Due to the area’s isolation and primitive conditions, special arrangements had to be made for the baptisms. A water tank was brought from Nairobi to serve as a baptismal font. It took five hours to pump enough water from a well and haul it six kilometers to the new font. Then ten adults stood inside the font to raise the water level high enough so the candidates could be immersed. In preparation for the first service, forty people were taught the discussions and interviewed. When they were baptized and confirmed, the branch nearly doubled in membership. By August 1993, there were two branches in Chyulu, with a combined membership of three hundred and fifty.
In 1992 a severe drought brought near starvation to the Saints in the Chyulu area. Under the direction of mission president Larry Brown and Julius Kasue, by then Chyulu Branch president, 3,400 pounds of corn and beans were brought to relieve the suffering Saints. Elder and Sister Ted McNeill, a missionary couple, made the arduous trip from Nairobi to deliver the food. Elder McNeill recalled:
“There were about eight women who came and rolled big lava rocks out from in front of the truck and made a road. I have never seen such hard-working women. I worked construction all my life. I’d like to have a crew like that.”

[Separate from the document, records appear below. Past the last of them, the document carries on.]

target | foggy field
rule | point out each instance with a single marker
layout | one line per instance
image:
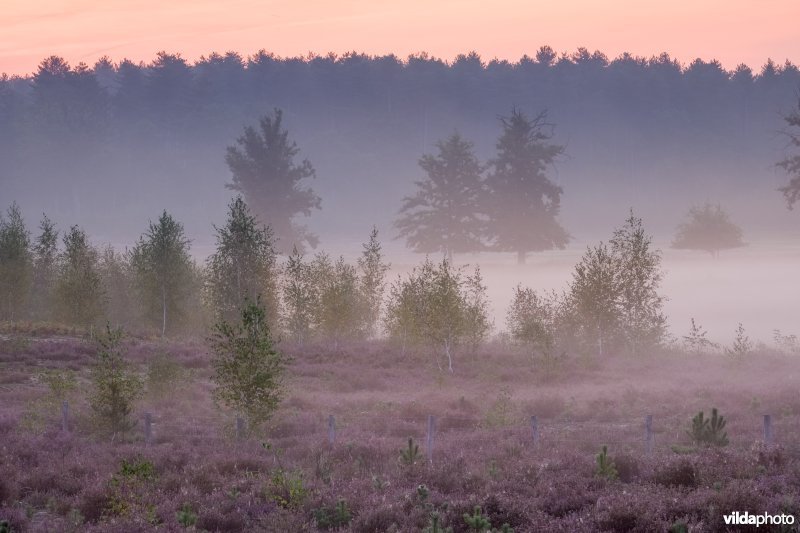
(753, 285)
(483, 452)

There was great rejoicing when the truck arrived with its seventeen bags of food. President and Sister Kasue spent the night making porridge and taking servings to the many starving Saints who were too weak to get out of bed. He visited every family to assess their needs.
To help the Church members prepare for future emergencies, a program was established to raise drought-resistant crops. But even drought-resistant crops require some moisture—and the area had received no rain for nearly two years. And so, on 21 October 1992, forty members and sixty nonmembers planted a crop, then held a special fast, asking the Lord to bless them with rain. The Church film The Windows of Heaven was brought in and shown at one of the few public places with electricity. In less than a week, the rains came. The crops grew—and so did the faith of the people. There was a bountiful harvest.

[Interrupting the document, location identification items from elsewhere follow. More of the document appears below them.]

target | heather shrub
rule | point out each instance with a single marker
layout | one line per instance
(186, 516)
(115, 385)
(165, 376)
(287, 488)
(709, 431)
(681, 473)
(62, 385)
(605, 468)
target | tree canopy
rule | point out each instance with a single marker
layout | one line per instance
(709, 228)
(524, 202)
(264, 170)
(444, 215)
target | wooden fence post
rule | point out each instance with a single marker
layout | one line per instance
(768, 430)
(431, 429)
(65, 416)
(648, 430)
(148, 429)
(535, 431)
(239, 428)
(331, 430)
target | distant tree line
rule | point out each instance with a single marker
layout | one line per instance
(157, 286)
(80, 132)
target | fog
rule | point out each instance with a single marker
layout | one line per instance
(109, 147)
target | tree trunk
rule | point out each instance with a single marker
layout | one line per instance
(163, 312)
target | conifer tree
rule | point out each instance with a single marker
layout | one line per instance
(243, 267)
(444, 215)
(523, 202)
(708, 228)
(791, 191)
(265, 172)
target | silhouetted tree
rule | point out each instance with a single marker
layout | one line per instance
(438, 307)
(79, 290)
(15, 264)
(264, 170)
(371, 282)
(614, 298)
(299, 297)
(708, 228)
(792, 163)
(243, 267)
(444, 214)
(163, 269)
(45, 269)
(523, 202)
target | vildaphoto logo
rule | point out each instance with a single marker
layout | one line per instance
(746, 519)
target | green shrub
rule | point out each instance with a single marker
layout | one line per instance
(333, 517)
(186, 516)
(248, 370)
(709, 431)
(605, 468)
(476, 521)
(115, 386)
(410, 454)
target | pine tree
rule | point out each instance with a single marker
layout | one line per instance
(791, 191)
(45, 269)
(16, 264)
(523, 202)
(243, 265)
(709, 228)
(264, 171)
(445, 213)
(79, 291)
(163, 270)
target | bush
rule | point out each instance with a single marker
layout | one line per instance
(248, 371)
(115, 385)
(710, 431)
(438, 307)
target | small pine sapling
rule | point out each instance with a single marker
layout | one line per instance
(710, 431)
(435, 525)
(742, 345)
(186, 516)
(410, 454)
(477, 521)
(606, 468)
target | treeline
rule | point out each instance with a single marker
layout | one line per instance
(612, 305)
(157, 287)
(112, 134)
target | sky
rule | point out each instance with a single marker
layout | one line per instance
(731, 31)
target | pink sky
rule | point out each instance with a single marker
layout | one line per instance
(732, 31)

As in the early days of the Restoration, the Church in Africa has grown rapidly as converts have shared the gospel and struggled to overcome their challenges. Fifteen years after the revelation on the priesthood, the number of black Saints in Africa continues to grow at a rate that rivals the growth of the early Church. The Lord truly has invited “all to come unto him and partake of his goodness; and he denieth none that come unto him, black and white, bond and free, male and female; and he remembereth the heathen; and all are alike unto God” (2 Ne. 26:33).
It is evident that the Lord loves the people of Africa and desires to bless these patient people. The Church is having a great impact on the lives of these Africans, and they in turn are having, and will continue to have, great impact upon the Church.